O Concurso de Verdades

A ideia veio quando Ariovaldo foi convidado a acompanhar o principal evento da cidade vizinha: o famoso concurso de mentiras de Pirabiboca do Norte, em sua 10ª edição. O prêmio do vencedor neste ano era um jegue novinho em folha, com proteção contra empacamento: um maço de cenouras amarradas com fios de rabo de jumenta, pendurado numa vara posicionada diante do jegue, acomodada na reentrância de uma tira de couro cru em volta da cabeça do animal. O juiz, o prefeito Arlindo, fez uma demonstração da nova tecnologia ao vencedor, com total sucesso, e este saiu todo pimpão em seu jegue zero quilômetro.

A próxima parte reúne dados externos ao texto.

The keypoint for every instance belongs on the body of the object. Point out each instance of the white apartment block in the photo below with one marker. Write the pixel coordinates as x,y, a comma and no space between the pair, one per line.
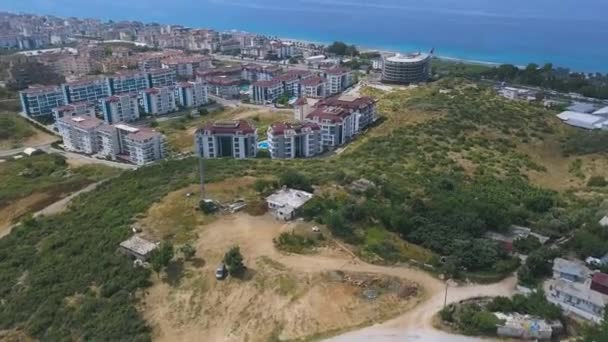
192,94
338,80
79,133
232,139
120,108
39,101
297,140
159,101
74,109
139,146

O vitorioso fora o João Caju, conhecido contador de causos na região, que até então sempre se recusara a participar, sob a alegação de que as mentiras contadas no concurso não eram nada originais. Por insistência da mulher, que não aguentava mais os empacamentos do burrico da família, resolveu participar desta vez. E sagrou-se vencedor por unanimidade, numa disputa com inúmeras histórias de pescadores, caçadores, mulas-sem-cabeça, sacis e quetais. João Caju arrebatou o prêmio simplesmente afirmando, em alto e bom som, que Pirabiboca do Norte era a cidade mais atrasada da região, e que nunca seria alçada à condição de “potência agreste” prometida pelo atual prefeito. O júri, constituído de cinco probas personalidades, coincidentemente afinadas politicamente com o mais alto mandatário municipal, aplaudiu de pé a performance do Caju, com entusiásticas e sinceras ovações.

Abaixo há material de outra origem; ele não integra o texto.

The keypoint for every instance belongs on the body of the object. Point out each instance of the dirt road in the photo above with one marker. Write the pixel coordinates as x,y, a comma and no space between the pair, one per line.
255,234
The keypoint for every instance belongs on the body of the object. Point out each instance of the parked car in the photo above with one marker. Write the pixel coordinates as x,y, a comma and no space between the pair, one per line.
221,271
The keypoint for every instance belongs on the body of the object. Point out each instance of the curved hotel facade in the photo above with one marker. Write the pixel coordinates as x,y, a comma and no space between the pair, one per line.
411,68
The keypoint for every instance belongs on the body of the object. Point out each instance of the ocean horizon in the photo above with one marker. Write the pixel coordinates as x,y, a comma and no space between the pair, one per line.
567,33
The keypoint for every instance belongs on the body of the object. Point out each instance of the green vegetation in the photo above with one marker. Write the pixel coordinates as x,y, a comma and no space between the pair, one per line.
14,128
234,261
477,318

Ariovaldo também aplaudiu, com uma pontinha de inveja. Afinal, como prefeito de Pindaíba do Oeste, ele também precisava incrementar a cultura em sua cidade. Tinha de inventar um concurso tão bom como o concorrido evento de Pirabiboca, já célebre em toda a região do Alto Cupinzeiro.

Ariovaldo matutava como um matuto no caminho de volta. “Concurso… sim… mas do quê? Mentiras também? Não, não, concorrência direta com o Arlindo, não dá. Beleza?… Não, muito poucas participantes por aqui. Feiúra?… Minha sogra levaria todos os anos. Hmmm… Por que não verdades? Isso, um concurso de verdades! Muito bem, Ariovaldo, seu geniozinho do sertão, ótima ideia.” Decisão tomada, foi sua excelência chegar ao paço municipal e incumbiu o Chico-sem-dente, secretário municipal da Cultura, de providenciar todo o necessário para o certame.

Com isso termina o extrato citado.